City Center went to great lengths to resurrect “The New Yorkers,” an obscure, loose-limbed 1930 musical comedy with songs by the great Cole Porter celebrating Prohibition-era Manhattan, full of speak-easies, floor shows, gangsters and surprise police raids.

In order to present the show as the second installment of the current Encores! season of rarely-seen musicals in concert, the production team took what little remained from the original production and freely filled in the blanks, including adding a few better-known Cole Porter songs (“You’ve Got That Thing,” “Night and Day”). The only song from the original production that has stood the test of time is “Love for Sale.”

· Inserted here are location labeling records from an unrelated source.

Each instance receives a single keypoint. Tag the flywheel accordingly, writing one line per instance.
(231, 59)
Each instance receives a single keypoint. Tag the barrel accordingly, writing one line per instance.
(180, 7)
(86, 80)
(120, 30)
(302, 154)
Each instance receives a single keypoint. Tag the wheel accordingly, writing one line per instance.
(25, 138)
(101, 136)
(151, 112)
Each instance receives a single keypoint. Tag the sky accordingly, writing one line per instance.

The resulting product — made up mostly of second-tier selections from the Porter catalog, sprightly dance sequences, ancient jokes and a dragging, labored, outright idiotic book — was probably not worth the effort, especially since all of the songs can easily be enjoyed outside the context of the show in revue, a nightclub format or on audio.

At one point, Kevin Chamberlin (in an eager vaudevillian spirit) leads the cast in chanting the word “wood” and creating a barricade of wood. Chamberlin turns to the audience and assures us that this was how the first act really ended in 1930. That may be true, but it doesn’t make the experience any less pointless today.

The production (directed by John Rando) also exhibits a roughness and aimlessness that is rare for anything from the characteristically polished Encores! series.

It’s puzzling that City Center did not instead produce Porter’s last musical “Silk Stockings,” an adaptation of the Soviet woman meets American guy film “Ninotchka,” which would be especially interesting to see today in light of current politics.

If you go: “The New Yorkers” runs through Sunday at City Center. 55th St. between Sixth and Seventh aves., nycitycenter.org.